Search code examples
cntk

How can I access the comment columns when using CNTKTextFormat reader?


I can't figure out how to access the comment columns in my data files that are in CNTKTextFormat. For example, in this tutorial, you have the following:

19  |S0 178:1 |# BOS      |S1 14:1 |# flight  |S2 128:1 |# O
19  |S0 770:1 |# show                         |S2 128:1 |# O
19  |S0 429:1 |# flights                      |S2 128:1 |# O

How can I access the commented data?


Solution

  • If you instantiate your minibatch source like this:

    data_source = (CTFDeserializer("mydata.ctf", ...), randomize=False, ...)
    

    you can then open the input file you passed to CTFDeserializer with Python and parse it minibatch by minibatch. It is very important to set randomize=False otherwise the reader and your manual parsing below will not be in sync. For example if the file object is stream and the minibatch size is batch_size the following code will print each sequence's commented columns as a dictionary mapping the preceding column name (S0, S1, or S0) to the sequence of strings found in the comment columns.

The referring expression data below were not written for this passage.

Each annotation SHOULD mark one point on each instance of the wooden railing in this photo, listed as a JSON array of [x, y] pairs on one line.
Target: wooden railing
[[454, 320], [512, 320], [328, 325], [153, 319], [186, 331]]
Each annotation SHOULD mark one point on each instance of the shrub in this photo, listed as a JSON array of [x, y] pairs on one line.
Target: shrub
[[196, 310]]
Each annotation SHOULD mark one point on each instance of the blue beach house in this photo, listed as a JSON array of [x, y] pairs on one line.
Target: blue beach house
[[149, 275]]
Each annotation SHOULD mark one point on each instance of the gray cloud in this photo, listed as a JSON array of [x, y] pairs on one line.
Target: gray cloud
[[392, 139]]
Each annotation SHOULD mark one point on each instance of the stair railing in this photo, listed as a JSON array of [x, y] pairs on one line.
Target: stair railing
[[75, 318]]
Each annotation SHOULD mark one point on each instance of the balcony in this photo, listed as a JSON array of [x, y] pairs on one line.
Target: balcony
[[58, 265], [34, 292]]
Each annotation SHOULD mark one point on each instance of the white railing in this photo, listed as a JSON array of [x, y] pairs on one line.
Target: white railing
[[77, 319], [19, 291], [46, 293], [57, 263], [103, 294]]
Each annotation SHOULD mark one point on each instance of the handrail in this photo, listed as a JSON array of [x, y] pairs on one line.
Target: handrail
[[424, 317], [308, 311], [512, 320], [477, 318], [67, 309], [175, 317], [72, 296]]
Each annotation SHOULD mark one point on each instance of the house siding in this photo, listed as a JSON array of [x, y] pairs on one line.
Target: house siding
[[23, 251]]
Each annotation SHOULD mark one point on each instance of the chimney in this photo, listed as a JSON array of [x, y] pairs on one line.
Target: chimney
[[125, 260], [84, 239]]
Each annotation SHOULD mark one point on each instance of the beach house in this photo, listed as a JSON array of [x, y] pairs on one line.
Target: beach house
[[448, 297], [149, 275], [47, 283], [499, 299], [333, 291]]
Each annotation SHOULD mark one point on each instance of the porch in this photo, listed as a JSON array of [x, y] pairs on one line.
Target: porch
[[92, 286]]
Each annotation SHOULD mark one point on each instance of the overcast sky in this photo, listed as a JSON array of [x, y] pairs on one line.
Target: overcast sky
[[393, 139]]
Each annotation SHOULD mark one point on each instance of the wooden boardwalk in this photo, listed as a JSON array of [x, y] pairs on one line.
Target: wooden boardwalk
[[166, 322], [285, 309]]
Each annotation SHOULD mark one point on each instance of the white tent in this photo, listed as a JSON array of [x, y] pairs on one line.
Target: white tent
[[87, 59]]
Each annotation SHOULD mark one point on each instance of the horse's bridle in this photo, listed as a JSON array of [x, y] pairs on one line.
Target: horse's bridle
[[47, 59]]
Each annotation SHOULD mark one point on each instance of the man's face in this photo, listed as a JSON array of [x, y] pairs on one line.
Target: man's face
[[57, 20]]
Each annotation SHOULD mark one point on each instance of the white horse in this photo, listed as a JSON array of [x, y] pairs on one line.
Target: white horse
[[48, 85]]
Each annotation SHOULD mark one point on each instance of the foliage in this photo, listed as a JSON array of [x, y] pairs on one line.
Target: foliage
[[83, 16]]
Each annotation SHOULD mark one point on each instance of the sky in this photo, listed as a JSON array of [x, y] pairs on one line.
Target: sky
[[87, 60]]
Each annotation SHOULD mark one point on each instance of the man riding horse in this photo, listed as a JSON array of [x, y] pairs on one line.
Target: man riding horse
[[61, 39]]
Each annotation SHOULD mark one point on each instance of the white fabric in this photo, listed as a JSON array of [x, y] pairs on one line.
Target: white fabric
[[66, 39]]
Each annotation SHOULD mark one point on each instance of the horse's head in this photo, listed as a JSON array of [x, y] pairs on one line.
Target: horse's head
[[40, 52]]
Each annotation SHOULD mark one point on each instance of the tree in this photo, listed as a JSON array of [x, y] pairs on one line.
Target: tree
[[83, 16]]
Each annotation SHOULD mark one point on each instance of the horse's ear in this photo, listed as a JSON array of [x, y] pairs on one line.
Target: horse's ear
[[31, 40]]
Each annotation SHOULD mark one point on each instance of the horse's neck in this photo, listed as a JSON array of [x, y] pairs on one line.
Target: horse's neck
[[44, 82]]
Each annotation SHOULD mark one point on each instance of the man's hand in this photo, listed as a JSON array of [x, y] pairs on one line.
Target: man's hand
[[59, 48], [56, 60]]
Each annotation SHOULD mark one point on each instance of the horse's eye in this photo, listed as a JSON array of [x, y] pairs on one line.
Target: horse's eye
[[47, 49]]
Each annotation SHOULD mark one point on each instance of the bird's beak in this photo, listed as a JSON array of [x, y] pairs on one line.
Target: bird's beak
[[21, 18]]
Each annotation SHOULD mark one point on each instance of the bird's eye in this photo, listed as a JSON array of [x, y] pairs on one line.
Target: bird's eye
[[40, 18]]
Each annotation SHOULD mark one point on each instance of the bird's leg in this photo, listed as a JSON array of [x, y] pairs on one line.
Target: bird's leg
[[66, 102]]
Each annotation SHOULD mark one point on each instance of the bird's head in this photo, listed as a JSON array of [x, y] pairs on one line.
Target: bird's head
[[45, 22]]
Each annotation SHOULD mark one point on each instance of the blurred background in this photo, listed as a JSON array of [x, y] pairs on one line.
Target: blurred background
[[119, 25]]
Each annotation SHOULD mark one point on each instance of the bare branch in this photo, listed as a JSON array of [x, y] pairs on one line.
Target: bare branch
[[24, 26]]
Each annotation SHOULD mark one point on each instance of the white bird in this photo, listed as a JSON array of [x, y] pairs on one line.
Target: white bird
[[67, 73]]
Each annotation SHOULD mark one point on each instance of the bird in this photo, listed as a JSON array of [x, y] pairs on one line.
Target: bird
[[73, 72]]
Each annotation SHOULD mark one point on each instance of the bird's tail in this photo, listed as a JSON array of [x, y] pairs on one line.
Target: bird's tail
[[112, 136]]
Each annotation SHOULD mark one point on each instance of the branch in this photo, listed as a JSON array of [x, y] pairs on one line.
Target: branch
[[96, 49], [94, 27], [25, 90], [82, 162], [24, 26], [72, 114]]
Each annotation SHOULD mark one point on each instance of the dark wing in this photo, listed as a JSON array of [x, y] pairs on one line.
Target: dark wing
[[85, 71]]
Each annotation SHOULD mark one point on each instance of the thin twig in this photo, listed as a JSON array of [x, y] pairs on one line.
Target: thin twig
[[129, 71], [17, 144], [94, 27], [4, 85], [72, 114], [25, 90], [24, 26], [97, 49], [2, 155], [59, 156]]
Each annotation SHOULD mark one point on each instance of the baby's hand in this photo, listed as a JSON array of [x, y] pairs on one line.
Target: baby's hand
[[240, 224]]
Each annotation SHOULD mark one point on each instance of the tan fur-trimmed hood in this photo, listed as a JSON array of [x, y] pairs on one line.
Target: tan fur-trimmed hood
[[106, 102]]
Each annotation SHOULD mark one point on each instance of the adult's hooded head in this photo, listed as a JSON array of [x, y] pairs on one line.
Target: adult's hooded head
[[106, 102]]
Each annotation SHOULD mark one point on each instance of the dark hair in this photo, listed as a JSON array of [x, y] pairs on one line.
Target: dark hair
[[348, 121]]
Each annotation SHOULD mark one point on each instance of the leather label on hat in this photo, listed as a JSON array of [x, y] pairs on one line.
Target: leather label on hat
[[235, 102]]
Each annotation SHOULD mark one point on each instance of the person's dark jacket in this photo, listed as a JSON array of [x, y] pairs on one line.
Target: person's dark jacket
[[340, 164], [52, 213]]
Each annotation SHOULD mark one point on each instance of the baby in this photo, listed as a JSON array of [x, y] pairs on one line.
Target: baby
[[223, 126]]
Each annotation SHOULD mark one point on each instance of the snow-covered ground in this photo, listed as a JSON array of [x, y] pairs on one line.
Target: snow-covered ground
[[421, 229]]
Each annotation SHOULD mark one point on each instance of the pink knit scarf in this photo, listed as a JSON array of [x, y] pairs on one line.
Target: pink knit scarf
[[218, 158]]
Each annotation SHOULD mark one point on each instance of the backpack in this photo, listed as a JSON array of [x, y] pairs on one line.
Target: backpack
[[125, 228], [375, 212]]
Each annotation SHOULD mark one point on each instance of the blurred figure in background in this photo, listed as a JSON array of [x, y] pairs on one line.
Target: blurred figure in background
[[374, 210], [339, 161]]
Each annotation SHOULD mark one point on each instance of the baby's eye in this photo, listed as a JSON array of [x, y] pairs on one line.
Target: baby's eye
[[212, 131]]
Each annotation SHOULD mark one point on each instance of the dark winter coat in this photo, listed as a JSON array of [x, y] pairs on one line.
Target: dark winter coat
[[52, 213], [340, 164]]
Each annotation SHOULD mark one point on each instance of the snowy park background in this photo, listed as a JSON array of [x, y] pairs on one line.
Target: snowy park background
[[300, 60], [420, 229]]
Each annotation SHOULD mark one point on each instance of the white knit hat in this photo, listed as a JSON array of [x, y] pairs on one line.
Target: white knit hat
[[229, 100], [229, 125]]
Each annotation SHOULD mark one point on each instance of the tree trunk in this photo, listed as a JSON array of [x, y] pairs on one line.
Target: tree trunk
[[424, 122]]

    from itertools import groupby from collections import defaultdict

     stream = open("mydata.ctf")
    
     lines = [stream.readline() for i in range(batch_size)]
     for seqid, sequence in groupby(lines, lambda s:s.split()[0]):
         mapping = defaultdict(list)
         for sample in sequence:
             parts = sample.split('|')
             unused = [mapping[parts[i-1].split(' ')[0].strip()].append(p.strip()) for i, p in enumerate(parts) if p.startswith('#')]
         print(seqid, mapping)
    

    For the above example input it produces:

    19 defaultdict(<class 'list'>, {'S0': ['# BOS', '# show', '# flights'], 'S2': ['# O', '# O', '# O'], 'S1': ['# flight']})
    

    This example will work for the above input format. If your actual format is different you will have to adapt this for your purposes.